RE: Korean line breaking rules : Unicode 3.0 (p. 124)

From: Kenneth Whistler (
Date: Tue Mar 14 2000 - 20:32:52 EST

Erland Sommarskog suggested:

> Rick McGowan <> writes:
> > I think that unfortunately both Hoon Kim and Jungshik Shin I think have
> > *entirely* mis-interpreted the text. The text says:
> >

kenw inserts here the correct, exact citation of the text on p. 124:

"In Korean, for example, lines may be broken either at spaces (as in Latin
text) or on ideograph boundaries (as in Chinese)."

> >
> > The word "or" on the second line would never be interpreted as an "exclusive
> > or", it is an "inclusive or". In "C Language" syntax, it means "A|B"; it
> > does not mean "A^B".
> >
> > In that light, some of their previous comments should probably be re-examined.
> Anyway, the "or" you mention does not appear there by itself. It is
> coupled with the "either" on the line above. And "either or" often
> means an exlusive or. In less exact everyday talk, "either or" can
> often be inclusive, but in a technical text I would suggest that such
> usage should be avoided.
> I can't speak for our Korean friends, but possibly had the "either"
> never slipped in, their confusion would never have arised.

This is quite possibly the source of the misinterpretation, and should
be taken under advisement by the editors to clarify the next edition.

However, I would like to point out that the usual, colloquial extension
of this phraseology to indicate an *exclusive* or is:

   "either A or B but not both"

Furthermore, some familiarity with the breaking behavior for normal Latin
text and for Chinese text is assumed. With even the modicum of familiarity,
a strict exclusive reading is not sensible:

"In Korean, for example, lines may be broken either at spaces [only, but
not at ideograph boundaries] (as in Latin text) or on ideograph boundaries
[only, but not at spaces] (as in Chinese)."

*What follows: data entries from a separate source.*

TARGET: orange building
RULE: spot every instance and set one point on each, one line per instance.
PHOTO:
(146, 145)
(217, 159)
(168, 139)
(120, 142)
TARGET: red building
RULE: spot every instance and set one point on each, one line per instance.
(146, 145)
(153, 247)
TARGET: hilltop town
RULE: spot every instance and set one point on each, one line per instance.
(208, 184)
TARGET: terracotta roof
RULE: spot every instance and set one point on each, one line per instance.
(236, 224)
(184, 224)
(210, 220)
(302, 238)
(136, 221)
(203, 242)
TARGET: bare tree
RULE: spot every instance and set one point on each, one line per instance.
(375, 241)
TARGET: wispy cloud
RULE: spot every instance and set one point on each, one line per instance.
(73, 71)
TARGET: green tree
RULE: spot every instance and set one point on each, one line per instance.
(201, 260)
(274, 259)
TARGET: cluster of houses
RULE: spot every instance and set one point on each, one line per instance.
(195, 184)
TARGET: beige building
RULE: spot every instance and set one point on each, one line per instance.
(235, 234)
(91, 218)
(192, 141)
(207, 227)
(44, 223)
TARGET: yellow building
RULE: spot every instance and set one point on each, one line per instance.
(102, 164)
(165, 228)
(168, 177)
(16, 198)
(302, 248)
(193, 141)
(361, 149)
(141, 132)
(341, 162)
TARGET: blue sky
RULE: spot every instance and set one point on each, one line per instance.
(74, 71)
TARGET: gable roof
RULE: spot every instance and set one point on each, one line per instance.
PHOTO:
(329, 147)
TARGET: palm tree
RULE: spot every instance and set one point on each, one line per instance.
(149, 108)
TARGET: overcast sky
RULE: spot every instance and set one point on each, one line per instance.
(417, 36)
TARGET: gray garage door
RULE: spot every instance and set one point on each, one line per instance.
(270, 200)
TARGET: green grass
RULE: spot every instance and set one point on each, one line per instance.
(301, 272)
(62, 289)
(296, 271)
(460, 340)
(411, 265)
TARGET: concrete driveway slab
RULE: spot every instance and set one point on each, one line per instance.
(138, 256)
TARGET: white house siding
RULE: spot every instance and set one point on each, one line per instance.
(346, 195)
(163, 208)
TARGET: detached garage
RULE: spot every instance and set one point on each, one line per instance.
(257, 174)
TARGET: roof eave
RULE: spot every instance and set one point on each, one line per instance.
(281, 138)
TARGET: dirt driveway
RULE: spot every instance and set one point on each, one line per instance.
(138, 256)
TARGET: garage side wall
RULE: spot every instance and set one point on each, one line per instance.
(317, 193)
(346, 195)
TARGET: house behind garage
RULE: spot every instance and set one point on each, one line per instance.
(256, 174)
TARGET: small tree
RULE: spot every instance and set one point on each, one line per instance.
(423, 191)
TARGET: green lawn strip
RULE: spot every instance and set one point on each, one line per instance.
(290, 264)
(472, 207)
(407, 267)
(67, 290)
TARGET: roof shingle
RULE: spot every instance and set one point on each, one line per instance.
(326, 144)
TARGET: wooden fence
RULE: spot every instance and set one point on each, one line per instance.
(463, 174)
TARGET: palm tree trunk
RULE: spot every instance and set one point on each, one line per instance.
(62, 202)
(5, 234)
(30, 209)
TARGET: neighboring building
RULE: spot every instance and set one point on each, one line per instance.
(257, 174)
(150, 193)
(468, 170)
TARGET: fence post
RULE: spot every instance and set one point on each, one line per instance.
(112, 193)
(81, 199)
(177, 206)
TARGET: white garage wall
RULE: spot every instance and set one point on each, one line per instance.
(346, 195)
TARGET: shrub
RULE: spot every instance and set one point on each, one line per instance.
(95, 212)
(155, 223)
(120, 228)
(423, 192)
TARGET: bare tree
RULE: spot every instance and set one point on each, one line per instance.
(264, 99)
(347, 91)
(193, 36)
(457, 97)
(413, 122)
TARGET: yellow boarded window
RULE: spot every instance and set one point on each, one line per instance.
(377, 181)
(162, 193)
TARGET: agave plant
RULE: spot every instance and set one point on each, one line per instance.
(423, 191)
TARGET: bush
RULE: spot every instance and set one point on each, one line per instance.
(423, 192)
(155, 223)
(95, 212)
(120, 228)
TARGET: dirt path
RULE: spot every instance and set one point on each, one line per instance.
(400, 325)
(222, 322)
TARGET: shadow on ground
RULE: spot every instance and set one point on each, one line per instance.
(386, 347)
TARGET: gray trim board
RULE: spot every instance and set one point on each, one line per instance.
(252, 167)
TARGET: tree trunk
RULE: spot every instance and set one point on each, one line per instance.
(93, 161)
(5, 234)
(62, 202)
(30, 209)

The latter case of course makes no sense, since Chinese also allows line
breaks at spaces. The first case only makes limited sense, since Latin text
normally does not contain ideographs, so breaking on them is not defined.
And further, Latin text allows breaking on many other things besides

Perhaps someone would care to provide a one- to two-sentence short
summary of Korean line-breaking in such a way that it would serve as
an unambiguous exemplification of the point, which in any case was that
boundary determination "will need to be customized according to locale
and user preferences."